The organizing. The funeral arrangements. The invitations to design. The priest to meet. The logistics of saying goodbye in Germany, where we gather after the funeral for coffee and memories. Where everyone comes together afterward and celebrates the person we have lost. Where we sit around tables and share stories, some funny, some tender, some painful.
Friendships which Matter
Many people made themselves heard during this week. Emails arrived. Messages on WhatsApp, SMS, Instagram. Old friends surfaced after years of silence. New friends, and people we have met only during our eighteen months of travel sent their condolences.
Some simply said they were thinking of us. Some shared stories of Mum. Some sent flowers. Some sat in the chairs behind us during the ceremony.
This is when you learn something true about friendship. Not the kind of friendship you read about in travel blogs. Not the exciting kind, the ones connected to adventures and new landscapes. But the real kind. The kind that shows up when something breaks.
What Stays When You Go
Travel teaches you many things. It teaches you that beauty is everywhere if you look for it. That people are mostly kind. That distance can open your mind. That routines can be rewritten. That you need far less than you thought you did.
But something else comes later, after you have been away for long enough, after you have learned to live with fewer things and more landscapes. You learn that …
What you truly carry is not in your suitcase. It is in your relationships.
Life is a journey. And sometimes the journey is not about meeting new people. Sometimes it is about the people who show up.

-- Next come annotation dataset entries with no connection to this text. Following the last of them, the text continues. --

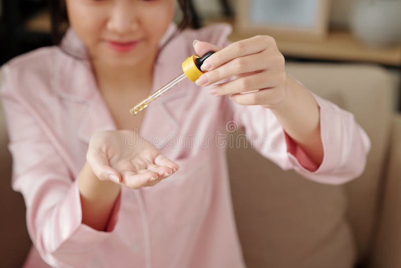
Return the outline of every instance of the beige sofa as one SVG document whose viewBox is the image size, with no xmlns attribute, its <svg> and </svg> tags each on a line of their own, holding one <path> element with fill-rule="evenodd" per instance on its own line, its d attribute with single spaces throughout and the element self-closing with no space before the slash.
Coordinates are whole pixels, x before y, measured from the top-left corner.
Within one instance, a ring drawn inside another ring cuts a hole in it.
<svg viewBox="0 0 401 268">
<path fill-rule="evenodd" d="M 311 90 L 353 113 L 372 148 L 362 176 L 338 186 L 284 172 L 251 149 L 228 149 L 248 267 L 401 267 L 401 116 L 392 108 L 391 80 L 371 65 L 289 63 L 287 68 Z M 22 198 L 10 188 L 2 116 L 0 123 L 0 267 L 20 267 L 30 241 Z"/>
</svg>

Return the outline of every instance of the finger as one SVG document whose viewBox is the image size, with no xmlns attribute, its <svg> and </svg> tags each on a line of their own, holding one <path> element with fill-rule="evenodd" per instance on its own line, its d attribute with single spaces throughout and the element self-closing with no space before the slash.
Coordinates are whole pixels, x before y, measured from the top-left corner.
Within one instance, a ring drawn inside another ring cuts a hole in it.
<svg viewBox="0 0 401 268">
<path fill-rule="evenodd" d="M 121 180 L 120 173 L 110 166 L 106 154 L 101 150 L 88 151 L 86 161 L 90 166 L 93 173 L 101 180 L 110 180 L 118 183 Z"/>
<path fill-rule="evenodd" d="M 207 42 L 202 42 L 198 40 L 194 40 L 192 44 L 195 52 L 199 56 L 203 56 L 209 51 L 212 51 L 215 52 L 221 50 L 222 49 L 215 45 L 208 43 Z"/>
<path fill-rule="evenodd" d="M 195 83 L 198 86 L 207 86 L 234 75 L 263 71 L 268 67 L 269 63 L 266 62 L 262 54 L 236 58 L 204 73 Z"/>
<path fill-rule="evenodd" d="M 274 88 L 260 89 L 258 91 L 245 94 L 232 95 L 230 98 L 238 103 L 244 105 L 271 105 L 279 104 L 284 99 L 284 90 Z"/>
<path fill-rule="evenodd" d="M 277 82 L 269 80 L 267 75 L 267 72 L 254 73 L 253 74 L 242 76 L 229 82 L 215 85 L 210 88 L 209 93 L 214 96 L 219 96 L 277 86 Z"/>
<path fill-rule="evenodd" d="M 139 189 L 143 187 L 148 182 L 153 181 L 158 178 L 156 172 L 146 170 L 142 173 L 135 173 L 126 171 L 122 174 L 122 183 L 132 189 Z"/>
<path fill-rule="evenodd" d="M 156 158 L 155 158 L 154 164 L 160 166 L 164 166 L 166 167 L 168 167 L 170 169 L 172 169 L 174 172 L 178 170 L 179 168 L 179 166 L 178 166 L 177 163 L 171 161 L 170 159 L 166 158 L 161 154 L 157 155 Z"/>
<path fill-rule="evenodd" d="M 171 168 L 166 166 L 160 167 L 157 165 L 149 165 L 147 169 L 157 173 L 159 177 L 166 178 L 173 173 L 172 169 Z"/>
<path fill-rule="evenodd" d="M 229 45 L 206 59 L 204 62 L 203 70 L 211 71 L 236 58 L 261 52 L 268 46 L 268 37 L 269 37 L 258 36 Z"/>
</svg>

The people who are there when you come back, even if only for two weeks, even if just for a funeral.
Safe Travels and Goodbye Mum
She lived her way. She died her way. And in doing so, she taught everyone sitting around those tables after the funeral what it really means to matter to someone. Not to write about them later. Not to photograph them for the story. But to be there. To show up. To sit down. To carry her forward through the memories we share. That is presence. That is love.

I am Learning to Carry This.
The grief, the gratitude for the friendships that emerged, the unexpected closeness with family that loss creates. I am learning that you do not need to know what to say. You just need to be willing to sit quietly with someone and give him a hug.
This is my way of saying thank you to all of you who made themselves heard. Safe travels, wherever you are.
And if someone who matters to you is grieving, call them. Send a message. If you can, show up. Sit down. Stay a while.